Hinchey, who succeeded the late Chuck Wielgus in June 2017, sent a letter earlier this year to members of the national governing body stating a zero tolerance policy on sexual abuse or misconduct.

“I said zero tolerance and I mean it,” Hinchey said.

However, he also said he doesn’t have reservations about Bowman working with swimmers going forward.

“From a coaching perspective, his resume speaks for itself,” Hinchey said.

Bowman currently coaches Arizona State’s men’s and women’s teams, and after a recent review by the university it said he’s been warned that similar behavior won’t be tolerated. The university said in a statement that it was unaware of the incident when Bowman was hired in 2015.

“I regret the exercise of poor judgment in being involved one evening seven years ago with inappropriate communications,” Bowman said in a text to The Associated Press on Wednesday. “I promptly apologized to the person to whom the communications were sent and my apology was accepted.”

Bowman is in Irvine, California, this week to coach ASU swimmers competing in the U.S. national championships.

“Bob certainly doesn’t feel good about this, I can tell by his reaction,” Hinchey said.

In February, former world champion swimmer Ariana Kukors accused Hutchison of sexually abusing her for years and has filed a civil suit against him, USA Swimming and former national team director Mark Schubert, among others. Hutchison has said it was a consensual relationship.

Hinchey confirmed that Hutchison is no longer a member of USA Swimming.

Burckle won a bronze medal as part of the U.S. 4x200m freestyle relay at the 2008 Beijing Olympics. The next year she trained under Hutchison in Fullerton, California, before retiring in 2010 at age 24.

Now 32, she said she is speaking out in an effort to change the culture within swimming and Olympic sports.

“For me it’s the principle of it,” Burckle told the newspaper. “It’s about giving people the respect they deserve and shouldn’t have to ask for.”

Arizona State Vice President of Athletics Ray Anderson reviewed the matter involving Bowman after being alerted to it by the Southern California News Group story. During an interview with Anderson, Bowman confirmed his involvement in the text messaging, the university’s statement said.

ASU said Bowman apologized to Burckle, whom it didn’t name, in front of Busch, who recommended Bowman to ASU when it was hiring a coach.

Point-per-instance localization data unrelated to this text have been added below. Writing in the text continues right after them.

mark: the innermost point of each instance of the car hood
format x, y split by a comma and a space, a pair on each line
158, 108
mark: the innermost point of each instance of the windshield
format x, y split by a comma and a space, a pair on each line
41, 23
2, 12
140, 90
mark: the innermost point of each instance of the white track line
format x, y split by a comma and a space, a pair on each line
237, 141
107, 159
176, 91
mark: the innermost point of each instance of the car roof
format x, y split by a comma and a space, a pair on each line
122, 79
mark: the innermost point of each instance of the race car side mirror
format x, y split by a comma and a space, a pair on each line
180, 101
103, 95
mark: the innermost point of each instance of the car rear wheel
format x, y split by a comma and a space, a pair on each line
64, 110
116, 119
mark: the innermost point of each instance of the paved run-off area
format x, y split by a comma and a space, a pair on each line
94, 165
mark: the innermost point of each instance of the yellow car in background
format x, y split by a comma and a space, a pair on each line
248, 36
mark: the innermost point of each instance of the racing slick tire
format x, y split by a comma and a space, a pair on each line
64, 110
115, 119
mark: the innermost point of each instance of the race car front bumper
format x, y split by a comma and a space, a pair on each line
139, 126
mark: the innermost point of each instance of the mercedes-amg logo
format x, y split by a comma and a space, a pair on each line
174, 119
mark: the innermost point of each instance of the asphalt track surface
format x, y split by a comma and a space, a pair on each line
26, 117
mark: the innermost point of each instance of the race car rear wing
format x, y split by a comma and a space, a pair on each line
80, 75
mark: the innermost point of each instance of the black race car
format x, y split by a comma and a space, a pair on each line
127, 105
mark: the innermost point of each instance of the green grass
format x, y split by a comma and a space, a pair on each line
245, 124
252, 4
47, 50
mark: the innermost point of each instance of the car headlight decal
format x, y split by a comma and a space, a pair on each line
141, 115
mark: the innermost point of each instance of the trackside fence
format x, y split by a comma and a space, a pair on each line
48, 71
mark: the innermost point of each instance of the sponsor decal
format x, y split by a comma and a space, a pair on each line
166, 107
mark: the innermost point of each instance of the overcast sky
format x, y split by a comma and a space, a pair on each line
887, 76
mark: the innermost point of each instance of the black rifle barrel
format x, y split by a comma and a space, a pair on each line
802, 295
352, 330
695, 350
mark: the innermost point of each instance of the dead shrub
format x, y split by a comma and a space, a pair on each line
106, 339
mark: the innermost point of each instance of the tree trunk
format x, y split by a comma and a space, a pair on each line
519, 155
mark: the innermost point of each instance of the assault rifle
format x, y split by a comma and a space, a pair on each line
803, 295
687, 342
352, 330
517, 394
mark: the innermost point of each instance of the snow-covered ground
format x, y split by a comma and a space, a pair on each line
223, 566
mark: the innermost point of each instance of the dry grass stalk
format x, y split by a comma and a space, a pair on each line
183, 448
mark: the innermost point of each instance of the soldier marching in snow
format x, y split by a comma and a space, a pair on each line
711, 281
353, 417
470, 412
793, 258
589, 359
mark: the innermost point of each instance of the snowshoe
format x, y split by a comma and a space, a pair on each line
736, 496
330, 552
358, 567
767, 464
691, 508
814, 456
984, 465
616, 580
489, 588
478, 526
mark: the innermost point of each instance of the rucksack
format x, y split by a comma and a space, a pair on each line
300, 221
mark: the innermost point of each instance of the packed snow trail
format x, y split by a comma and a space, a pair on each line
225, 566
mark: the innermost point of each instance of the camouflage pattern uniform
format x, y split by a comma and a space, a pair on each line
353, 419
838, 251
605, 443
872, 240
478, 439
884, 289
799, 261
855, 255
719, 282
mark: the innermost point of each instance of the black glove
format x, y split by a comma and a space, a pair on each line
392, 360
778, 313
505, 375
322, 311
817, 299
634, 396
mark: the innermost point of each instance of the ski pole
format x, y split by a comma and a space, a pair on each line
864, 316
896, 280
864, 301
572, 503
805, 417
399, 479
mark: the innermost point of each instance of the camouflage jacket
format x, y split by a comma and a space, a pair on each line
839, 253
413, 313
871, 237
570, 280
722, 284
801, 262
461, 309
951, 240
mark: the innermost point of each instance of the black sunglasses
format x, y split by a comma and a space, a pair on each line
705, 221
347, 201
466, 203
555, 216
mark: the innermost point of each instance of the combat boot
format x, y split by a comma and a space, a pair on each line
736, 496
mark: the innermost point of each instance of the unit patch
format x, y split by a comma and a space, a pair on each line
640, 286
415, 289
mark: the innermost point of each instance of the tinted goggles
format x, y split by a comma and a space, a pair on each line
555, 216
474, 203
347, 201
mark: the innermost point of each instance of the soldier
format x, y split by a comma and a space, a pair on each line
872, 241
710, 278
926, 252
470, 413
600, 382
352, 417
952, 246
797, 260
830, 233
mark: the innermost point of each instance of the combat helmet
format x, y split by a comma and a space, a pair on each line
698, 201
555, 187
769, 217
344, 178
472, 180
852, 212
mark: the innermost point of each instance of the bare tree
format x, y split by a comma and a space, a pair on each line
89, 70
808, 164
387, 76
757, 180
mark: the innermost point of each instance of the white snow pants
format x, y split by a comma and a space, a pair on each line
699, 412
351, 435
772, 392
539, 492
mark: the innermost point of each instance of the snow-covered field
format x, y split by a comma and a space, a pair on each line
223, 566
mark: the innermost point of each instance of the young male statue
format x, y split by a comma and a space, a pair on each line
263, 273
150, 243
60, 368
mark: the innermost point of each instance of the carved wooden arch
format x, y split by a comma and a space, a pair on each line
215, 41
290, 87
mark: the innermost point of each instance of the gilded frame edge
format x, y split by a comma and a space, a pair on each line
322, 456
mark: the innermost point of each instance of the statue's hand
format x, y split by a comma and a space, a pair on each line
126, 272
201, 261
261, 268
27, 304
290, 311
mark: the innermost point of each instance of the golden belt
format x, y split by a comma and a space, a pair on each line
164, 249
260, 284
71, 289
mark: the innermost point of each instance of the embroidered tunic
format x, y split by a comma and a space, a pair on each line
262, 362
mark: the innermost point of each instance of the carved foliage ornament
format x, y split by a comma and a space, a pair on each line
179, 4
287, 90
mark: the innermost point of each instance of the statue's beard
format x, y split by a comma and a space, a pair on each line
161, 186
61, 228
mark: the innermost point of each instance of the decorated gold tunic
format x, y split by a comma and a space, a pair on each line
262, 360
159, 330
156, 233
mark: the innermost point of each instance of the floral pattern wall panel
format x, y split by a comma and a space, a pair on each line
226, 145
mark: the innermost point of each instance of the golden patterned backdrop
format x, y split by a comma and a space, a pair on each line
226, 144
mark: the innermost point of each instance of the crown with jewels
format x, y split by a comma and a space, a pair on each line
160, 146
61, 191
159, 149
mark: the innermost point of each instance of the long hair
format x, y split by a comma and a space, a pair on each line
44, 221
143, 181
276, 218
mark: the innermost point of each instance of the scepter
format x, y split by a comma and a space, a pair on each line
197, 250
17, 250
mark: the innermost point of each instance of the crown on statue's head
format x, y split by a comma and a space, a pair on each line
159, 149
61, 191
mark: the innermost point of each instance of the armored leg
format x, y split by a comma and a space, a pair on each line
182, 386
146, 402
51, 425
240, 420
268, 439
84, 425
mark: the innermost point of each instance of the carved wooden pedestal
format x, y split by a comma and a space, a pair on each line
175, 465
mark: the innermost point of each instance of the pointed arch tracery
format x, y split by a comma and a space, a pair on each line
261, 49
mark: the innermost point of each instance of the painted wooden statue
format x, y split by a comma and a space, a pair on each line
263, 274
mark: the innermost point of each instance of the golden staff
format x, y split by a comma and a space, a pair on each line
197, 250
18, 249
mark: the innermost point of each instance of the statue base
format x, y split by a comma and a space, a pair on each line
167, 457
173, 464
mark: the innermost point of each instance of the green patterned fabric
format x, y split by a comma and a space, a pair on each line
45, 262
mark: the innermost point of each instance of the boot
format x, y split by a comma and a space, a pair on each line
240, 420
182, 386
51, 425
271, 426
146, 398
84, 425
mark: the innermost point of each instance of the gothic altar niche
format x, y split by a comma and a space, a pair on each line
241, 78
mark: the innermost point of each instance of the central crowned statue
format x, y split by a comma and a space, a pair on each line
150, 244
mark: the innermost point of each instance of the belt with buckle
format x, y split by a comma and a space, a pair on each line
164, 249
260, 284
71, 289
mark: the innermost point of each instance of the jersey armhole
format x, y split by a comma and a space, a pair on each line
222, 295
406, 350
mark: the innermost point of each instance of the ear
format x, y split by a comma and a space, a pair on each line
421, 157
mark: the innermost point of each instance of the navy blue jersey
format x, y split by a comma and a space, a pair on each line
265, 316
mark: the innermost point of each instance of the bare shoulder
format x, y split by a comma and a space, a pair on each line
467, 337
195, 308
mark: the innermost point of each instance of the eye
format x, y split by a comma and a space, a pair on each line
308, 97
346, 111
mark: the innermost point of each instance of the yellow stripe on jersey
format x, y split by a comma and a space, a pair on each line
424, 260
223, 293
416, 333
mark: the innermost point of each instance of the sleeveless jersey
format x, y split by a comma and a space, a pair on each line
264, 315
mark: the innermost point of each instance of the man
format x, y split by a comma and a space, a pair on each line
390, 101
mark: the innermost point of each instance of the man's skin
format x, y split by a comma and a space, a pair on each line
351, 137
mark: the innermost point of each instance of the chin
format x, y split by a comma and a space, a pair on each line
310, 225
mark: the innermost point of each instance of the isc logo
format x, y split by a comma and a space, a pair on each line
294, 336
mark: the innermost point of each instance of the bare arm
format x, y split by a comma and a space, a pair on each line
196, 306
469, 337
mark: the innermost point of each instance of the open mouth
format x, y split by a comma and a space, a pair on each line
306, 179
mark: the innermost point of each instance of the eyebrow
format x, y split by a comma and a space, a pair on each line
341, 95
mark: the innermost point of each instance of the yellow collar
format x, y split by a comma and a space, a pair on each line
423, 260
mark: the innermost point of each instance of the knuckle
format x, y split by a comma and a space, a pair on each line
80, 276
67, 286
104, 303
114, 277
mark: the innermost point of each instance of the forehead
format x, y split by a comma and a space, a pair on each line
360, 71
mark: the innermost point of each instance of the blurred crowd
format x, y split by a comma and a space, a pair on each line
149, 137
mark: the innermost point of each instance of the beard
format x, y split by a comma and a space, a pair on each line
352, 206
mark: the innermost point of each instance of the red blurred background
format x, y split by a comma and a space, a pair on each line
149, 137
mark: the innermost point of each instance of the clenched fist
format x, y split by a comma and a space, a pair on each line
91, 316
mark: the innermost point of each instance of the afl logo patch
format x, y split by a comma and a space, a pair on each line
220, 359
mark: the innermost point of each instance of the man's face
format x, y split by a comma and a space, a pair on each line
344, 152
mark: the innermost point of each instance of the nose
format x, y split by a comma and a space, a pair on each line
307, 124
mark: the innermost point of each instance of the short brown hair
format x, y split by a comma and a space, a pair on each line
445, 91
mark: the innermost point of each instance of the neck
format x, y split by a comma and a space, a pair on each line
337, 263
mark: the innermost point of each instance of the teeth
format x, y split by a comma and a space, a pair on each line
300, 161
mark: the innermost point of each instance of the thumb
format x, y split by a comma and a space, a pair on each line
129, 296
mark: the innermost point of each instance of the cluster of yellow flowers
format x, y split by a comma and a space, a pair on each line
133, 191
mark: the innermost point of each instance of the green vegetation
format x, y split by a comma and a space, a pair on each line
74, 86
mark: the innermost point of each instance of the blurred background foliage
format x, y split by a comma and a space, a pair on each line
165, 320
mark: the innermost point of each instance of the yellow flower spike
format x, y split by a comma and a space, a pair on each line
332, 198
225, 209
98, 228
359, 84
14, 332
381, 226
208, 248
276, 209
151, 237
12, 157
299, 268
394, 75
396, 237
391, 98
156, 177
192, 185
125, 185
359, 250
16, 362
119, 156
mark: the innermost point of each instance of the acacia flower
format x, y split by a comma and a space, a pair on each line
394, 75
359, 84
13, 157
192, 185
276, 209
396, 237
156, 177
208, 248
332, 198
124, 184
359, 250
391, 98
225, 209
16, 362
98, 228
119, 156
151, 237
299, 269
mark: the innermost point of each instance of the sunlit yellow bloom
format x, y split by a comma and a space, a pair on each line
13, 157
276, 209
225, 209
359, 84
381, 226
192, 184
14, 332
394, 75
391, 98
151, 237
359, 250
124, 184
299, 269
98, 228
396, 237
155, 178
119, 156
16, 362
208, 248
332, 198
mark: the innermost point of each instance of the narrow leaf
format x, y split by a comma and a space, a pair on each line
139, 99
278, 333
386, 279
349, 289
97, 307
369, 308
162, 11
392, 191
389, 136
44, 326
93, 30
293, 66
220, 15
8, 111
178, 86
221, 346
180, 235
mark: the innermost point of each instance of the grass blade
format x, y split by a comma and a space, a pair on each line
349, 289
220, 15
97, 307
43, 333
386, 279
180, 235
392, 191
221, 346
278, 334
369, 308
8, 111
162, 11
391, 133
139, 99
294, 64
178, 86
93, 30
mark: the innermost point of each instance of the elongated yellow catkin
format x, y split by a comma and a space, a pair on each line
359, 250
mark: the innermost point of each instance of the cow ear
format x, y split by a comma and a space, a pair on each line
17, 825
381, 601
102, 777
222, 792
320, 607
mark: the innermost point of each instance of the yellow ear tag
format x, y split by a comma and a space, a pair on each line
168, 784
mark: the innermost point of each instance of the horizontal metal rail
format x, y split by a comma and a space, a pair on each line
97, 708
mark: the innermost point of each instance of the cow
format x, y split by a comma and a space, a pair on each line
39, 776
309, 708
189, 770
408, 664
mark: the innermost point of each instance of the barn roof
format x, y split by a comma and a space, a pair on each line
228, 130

Anderson said ASU hasn’t received any allegations of misconduct related to Bowman from students, faculty or staff.

USA Swimming said in a statement that in 2011 it was made aware of inappropriate texts sent to an adult former member athlete by a member coach. It didn’t name Burckle or Bowman.

“The organization does not condone this type of communication no matter the relationship between the parties,” USA Swimming said. “The issue was addressed by USA Swimming, and warning letters were issued to the offending parties, which also included a non-athlete member in the presence of the coach.”